Julia programs now shown on benchmarks game website

igouy · January 24, 2019, 7:49pm

Hopefully, now that Julia 1.1.0 has landed, some more programs from BenchmarksGame.jl will make it to the benchmarks game website.

ninjaaron · January 25, 2019, 10:52am

Doesn’t look like it.

igouy · January 25, 2019, 6:34pm

I expect the program authors are busy doing other stuff, and will eventually contribute their programs to the benchmarks game.

Olof_Salberger · May 17, 2019, 5:14pm

Benchmarks game website added comparisons to Fortran and Chapel.

I wrote my own benchmark for reverse complement since it is currently the slowest up there, and managed to bring down memory use to competitive with the best from other languages. Haven’t submitted anything though.

github.com

saolof/languageshootout.jl/blob/master/reverse_complement.jl

# Implementation by Olof Salberger.
#
# Mostly written to cut down on memory usage & unnecessary copies 
# without sacrificing readability, while also being an order of magnitude
# speedup over current benchmarks game implementation.

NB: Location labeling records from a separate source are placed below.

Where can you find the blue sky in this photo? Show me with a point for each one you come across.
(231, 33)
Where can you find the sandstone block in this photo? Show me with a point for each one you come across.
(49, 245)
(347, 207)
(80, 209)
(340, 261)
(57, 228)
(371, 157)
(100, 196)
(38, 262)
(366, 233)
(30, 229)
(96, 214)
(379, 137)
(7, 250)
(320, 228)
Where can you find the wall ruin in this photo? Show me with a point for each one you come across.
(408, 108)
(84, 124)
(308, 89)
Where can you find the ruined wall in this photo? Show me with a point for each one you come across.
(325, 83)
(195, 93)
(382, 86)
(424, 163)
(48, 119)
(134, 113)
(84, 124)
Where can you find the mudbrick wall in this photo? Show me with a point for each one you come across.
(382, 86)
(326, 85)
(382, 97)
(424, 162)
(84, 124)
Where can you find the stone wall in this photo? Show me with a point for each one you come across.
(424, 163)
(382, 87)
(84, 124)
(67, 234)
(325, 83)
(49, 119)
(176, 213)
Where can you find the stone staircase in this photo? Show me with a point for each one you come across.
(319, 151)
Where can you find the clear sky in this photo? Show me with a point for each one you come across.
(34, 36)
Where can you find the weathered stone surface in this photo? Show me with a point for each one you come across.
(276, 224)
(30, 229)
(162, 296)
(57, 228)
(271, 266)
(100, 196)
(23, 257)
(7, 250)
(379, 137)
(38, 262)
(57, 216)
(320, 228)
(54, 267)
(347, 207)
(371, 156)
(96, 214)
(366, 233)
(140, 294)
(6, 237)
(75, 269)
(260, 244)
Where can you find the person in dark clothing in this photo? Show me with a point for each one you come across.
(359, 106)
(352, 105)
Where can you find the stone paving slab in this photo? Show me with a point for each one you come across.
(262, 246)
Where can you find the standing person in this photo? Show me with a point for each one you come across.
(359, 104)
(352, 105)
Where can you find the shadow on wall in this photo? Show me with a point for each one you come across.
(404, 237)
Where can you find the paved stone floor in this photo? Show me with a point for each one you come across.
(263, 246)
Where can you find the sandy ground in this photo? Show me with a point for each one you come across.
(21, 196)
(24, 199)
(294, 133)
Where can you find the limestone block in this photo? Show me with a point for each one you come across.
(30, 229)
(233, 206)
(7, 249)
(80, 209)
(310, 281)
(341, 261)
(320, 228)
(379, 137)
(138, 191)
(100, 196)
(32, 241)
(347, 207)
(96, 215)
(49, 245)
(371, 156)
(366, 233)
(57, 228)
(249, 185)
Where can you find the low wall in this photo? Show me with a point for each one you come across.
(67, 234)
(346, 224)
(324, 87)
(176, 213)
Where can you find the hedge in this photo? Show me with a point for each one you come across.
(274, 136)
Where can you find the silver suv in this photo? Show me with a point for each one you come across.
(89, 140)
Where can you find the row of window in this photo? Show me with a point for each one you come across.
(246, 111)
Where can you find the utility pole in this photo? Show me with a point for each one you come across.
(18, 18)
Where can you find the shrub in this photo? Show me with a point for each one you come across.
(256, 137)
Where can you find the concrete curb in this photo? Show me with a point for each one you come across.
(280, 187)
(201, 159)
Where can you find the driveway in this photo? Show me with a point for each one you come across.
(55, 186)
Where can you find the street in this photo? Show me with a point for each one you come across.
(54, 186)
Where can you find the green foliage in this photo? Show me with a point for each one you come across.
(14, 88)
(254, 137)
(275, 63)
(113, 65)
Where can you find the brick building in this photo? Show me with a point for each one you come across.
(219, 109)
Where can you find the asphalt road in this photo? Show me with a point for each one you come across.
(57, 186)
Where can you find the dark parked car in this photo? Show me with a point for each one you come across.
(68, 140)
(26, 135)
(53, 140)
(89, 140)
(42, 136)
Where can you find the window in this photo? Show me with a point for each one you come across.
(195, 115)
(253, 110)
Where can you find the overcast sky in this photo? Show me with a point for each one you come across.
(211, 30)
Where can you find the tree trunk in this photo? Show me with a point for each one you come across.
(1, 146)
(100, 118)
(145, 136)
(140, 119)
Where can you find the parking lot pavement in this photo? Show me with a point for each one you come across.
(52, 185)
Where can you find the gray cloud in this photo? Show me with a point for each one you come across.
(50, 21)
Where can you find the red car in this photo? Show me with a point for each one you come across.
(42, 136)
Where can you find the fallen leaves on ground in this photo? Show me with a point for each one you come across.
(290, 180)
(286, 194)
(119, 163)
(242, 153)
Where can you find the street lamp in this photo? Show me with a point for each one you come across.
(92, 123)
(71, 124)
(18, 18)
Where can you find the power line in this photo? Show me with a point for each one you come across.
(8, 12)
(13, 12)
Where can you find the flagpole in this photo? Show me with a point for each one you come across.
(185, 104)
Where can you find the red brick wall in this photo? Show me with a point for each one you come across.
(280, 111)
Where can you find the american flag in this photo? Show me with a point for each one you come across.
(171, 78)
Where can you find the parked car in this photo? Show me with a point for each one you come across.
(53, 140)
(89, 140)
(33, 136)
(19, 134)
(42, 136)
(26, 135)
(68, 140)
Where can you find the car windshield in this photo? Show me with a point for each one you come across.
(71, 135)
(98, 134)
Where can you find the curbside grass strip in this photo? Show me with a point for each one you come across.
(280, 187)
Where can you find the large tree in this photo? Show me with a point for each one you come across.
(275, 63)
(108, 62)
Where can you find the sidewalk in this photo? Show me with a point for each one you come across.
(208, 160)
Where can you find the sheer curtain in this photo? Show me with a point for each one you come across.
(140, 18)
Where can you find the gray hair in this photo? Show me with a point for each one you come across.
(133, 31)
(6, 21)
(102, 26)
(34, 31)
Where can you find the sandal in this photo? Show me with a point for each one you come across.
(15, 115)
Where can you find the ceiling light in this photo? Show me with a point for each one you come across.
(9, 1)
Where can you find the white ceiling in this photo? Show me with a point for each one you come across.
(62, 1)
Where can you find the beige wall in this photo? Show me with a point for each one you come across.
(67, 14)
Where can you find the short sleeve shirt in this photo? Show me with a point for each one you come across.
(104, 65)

#                                         ABCDEFGHIJKLMNOPQRSTUVWXYZ      abcdefghijklmnopqrstuvwxyz
const complement_hasharr = Vector{UInt8}("TVGH  CD  M KN   YSAABW R       TVGH  CD  M KN   YSAABW R")
complement(charbyte::UInt8)  = @inbounds complement_hasharr[charbyte - 0x40]

function reversemap!(f,v::AbstractVector{UInt8}, s=first(LinearIndices(v)), n=last(LinearIndices(v)))
    r = n
    i = s
    @inbounds while true
        while v[i] < 0x41   # Breaks utility as a generic function,
           i+=1             # but makes it skip non-alphabetic
        end                 # characters without introducing
        while v[r] < 0x41   # unnecessary copies or extra passes
           r-=1             # and without hardcoded line widths.
        end                 #

This file has been truncated. show original

Still not fully optimized and mostly written for readability (hopefully). Feel free to suggest improvements.

Juan · May 18, 2019, 2:06am

Unfortunatelly the benchmarks game site doesn’t update the results.

Olof_Salberger · May 18, 2019, 8:32pm

Made some further changes. Just submitted my benchmark as a PR on their repo. I don’t expect too much from it.

I think that having a decent showing on the benchmarks game is a relatively important thing to do from a PR perspective if we want to tell people that the language is fast. The language has been post-1.0 for almost a year now.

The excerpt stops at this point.